私は20代の時、仕事で思い悩み辛い日々を過ごした時期がありました。そのことについてお話させていただきます。

私は専門学校に3年間通い、視能訓練士という国家資格を無事にとることができました。そして21歳の時、大きな有名な眼科に就職することができました。

なぜ有名な眼科を選んだかといいますと、若いうちに厳しい思いをした方が自分の実になると思ったからです。

想像通りと言うか、想像以上に厳しい世界でした。ただ、大きな眼科と言うこともあり同じ視能訓練士の先輩が多くいたのと、同期が4人いたので励ましながらがむしゃらに頑張っていました。

それから数年間は必死の思いで頑張ってきた結果、技術もだんだんと身につき自信もでてきました。

しかし、その頃ちょうど運悪く視能訓練士の中堅クラスの先輩方が皆辞めてしまい、50代の上司の下が28歳の私でそこから下に10人くらいいる状態になりました。

当然その上司からの私に対する期待は高く、すぐに主任に抜擢されました。

私自身はまだ主任になるのは早いと思っていましたが、状況が状況だったので引き受けないわけにはいかないと思い、主任になることを決意しました。

この主任という業務は想像以上に大変でした。

私はどちらかというと、気が強い方ではなくてあまり叱ったりするのは得意ではないのですが、上司からの指示で歳が1〜2歳しかかわらない後輩達を叱るように、指示するように言われました。

その結果、上司と後輩達との間で板挟み状態になる日々が続き、精神的に追い込まれて行きました。そしてついには眠れない状態や、食事が喉を通らない状態にまでなっていきました。

そのような状態を見かねた同僚が、自分が以前かかっていた心療内科の先生を紹介してくれました。小さな町医者の先生でしたが、親身になって話を聞いてくれる先生でした。

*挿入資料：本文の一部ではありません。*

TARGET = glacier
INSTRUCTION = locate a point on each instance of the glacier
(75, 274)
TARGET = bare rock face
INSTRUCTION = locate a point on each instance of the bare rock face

その心療内科の先生のおかげでだいぶん立ち直って来ましたが、上司の私の期待感はさらに大きく膨れ上がり、重圧もどんどん増していきました。

それを見かねた心療内科の先生がしばらく休職するようにすすめてくれましたので、診断書を書いてもらいしばらく休職させてもらいました。

しかし、復帰しても状況はますます悪くなるばかりでしたので、意を決して辞める旨を上司に伝えました。

辞めない様に上司や他の先生方からも説得されましたが、もう辞めるしか方法はないと思っていたので、意思を貫いて辞めることにしました。

辞めてから、3ヶ月ほどは就職活動もしませんでしたが、その間も視能訓練士の先輩方が良い就職先はないか探して下さったおかげで、その後無事に就職することができました。

新しく就職した病院は、以前の病院に比べると規模もとても小さくてスタッフも少ない職場でしたが、以前ほどの心労を抱えることもなく仕事ができているので、自分にはこのくらいの規模の病院の方が合っていると思いました。

このような思いで現在に至っていますが、今でもあの時辞めた決断は正解だったと思います。

親や年輩の人達からは良い就職先なんだから止めるのはよく考えてなどと言われてきましたが、自分がギリギリまで追い詰められたと思ったら、辞めても良いと思います。

自分が初めて就職したところが、世の中のすべてではありません。もちろん、ある程度の苦労や先輩方から怒られたりすることも必要だと思います。

しかし、自分に本当にあった仕事を20代前半の若者が正しく選べるとは思いません。そんなときには今の職場を辞め、働きやすい職場にかわることは悪いことではないと思います。

ただしそんな時でも、いやそんな時こそ相談できる周りの友達や仲間がいることはとても大切だと思います。

自分ひとりで思い悩まず、友達や仲間に思い切って話してみるのも大切なことだと思います。